Выдержала бы страна, а без сопливых рецензентов мы как-нибудь да обойдемся. Впрочем, такое ли это необычное дело — торговать людьми? Да и не было у меня написано ничего такого про народ, мне бы только кое с кем из власть имущих разобраться.
— Слушай, а может, тебе стоит про собачку написать? Ведь все великие с этого начинали. Вспомни хотя бы про Тургенева, про Чехова.
— Должен тебе признаться, что собак я не люблю. Предпочитаю кошечек.
— Да уж, не повезло, — огорчилась редактриса. — А вот, кстати, надо бы проверить, вроде бы я уже встречала твою фамилию в нашем черном списке. Жаль только, что нет его у меня сегодня под рукой.
— Разве такой есть? — Я был и в самом деле удивлен. Неужто и здесь собираются вводить некое подобие формы допуска?
— А что ты думаешь? В любом деле порядочные люди стараются оградить себя от нежелательных особ. Тех, что не из их круга, не тех убеждений и вообще не вполне симпатичные им люди. Ну ты и сам понимаешь, о чем я. — Тут Кларисса слегка смутилась и, поправив привычным движением прическу, изрекла: — Вот и лирическая линия у тебя прописана крайне слабо. Дамы вроде ничего, а мужики какие-то хилые, невзрачные…
Мосластых ей подавай!
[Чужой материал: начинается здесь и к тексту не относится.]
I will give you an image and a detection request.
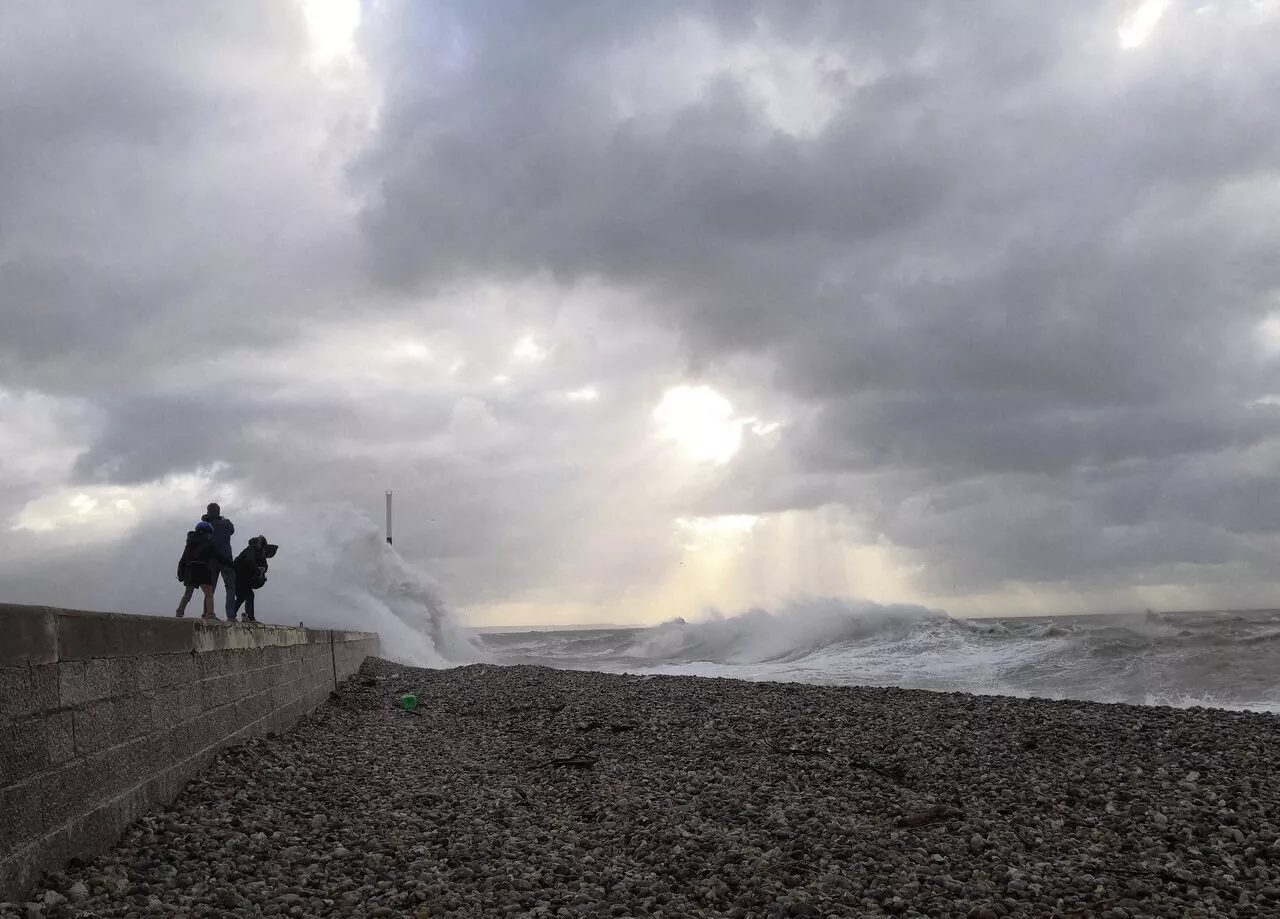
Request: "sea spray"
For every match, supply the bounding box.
[259,506,489,667]
[485,599,1280,712]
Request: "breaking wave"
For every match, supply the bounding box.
[259,506,490,667]
[485,599,1280,710]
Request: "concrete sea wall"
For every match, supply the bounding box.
[0,604,378,901]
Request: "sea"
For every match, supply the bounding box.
[288,532,1280,713]
[480,603,1280,712]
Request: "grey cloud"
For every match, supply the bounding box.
[362,3,1280,601]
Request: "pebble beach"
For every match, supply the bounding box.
[6,660,1280,919]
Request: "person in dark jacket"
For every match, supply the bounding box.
[236,536,274,622]
[200,502,236,622]
[177,521,230,619]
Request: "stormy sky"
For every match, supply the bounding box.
[0,0,1280,623]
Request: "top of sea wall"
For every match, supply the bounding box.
[0,603,374,667]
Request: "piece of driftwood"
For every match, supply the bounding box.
[769,744,831,756]
[897,804,964,829]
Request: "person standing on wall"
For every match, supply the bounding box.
[177,521,221,619]
[201,502,236,622]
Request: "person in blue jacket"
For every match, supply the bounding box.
[178,521,225,619]
[201,502,236,622]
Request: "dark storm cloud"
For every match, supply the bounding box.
[361,3,1280,589]
[0,0,1280,619]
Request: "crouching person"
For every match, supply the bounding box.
[236,536,276,622]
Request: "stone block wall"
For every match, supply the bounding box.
[0,604,378,901]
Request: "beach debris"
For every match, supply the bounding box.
[32,660,1280,919]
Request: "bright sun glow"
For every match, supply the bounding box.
[300,0,360,67]
[653,387,742,463]
[1116,0,1169,50]
[511,335,547,362]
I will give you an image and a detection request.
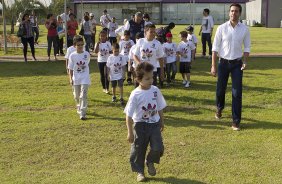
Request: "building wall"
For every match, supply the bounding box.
[75,3,246,25]
[266,0,282,28]
[246,0,265,25]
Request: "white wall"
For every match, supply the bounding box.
[246,0,262,24]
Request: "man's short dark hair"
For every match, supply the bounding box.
[179,31,188,38]
[112,43,119,50]
[204,8,210,15]
[123,30,130,36]
[145,24,156,31]
[229,3,242,13]
[73,35,83,45]
[135,62,154,81]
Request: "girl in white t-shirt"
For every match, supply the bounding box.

Уж она бы им прорычала свои бесценные «Брависсимо!» и «Браво!».
— Подруга, здесь ведь не «Бахчисарайский фонтан» и даже не ярмарка спортивных тренажеров, — отбивался я чем мог, выискивая повод, как бы мне эту сволочь напоследок побольней ужалить. Другой бы на моем месте пожалел ее, приласкал бритоголовенькую, а там, глядишь, и роман бы напечатали. Но, как известно, стоящие мысли приходят опосля, когда из разорванного в клочья моего творения и на рассказик два-три непуганых абзаца не останется. Ну и пусть!
Когда в посудную лавку вваливается слон, когда сотня разъяренных дикарей из племени оголодавших каннибалов высаживается десантом на Соборной площади, все это производит гораздо меньшие разрушения, чем вмешательство такого вот «редактора» в творческий процесс, притом что память у Клариссы была отменная, а мстительности — хоть отбавляй.
И только тут меня словно осенило. Вот ведь, прежде гонимых теперь с какой-то стати чтут. А сам-то я, почему меня к мученикам нельзя причислить? Господи! Да как же мне раньше такое в голову не приходило? Ведь я же и есть самый что ни на есть исконный мученик, к тому же пострадавший вовсе ни за что, то есть за совершенно чуждые мне идеалы.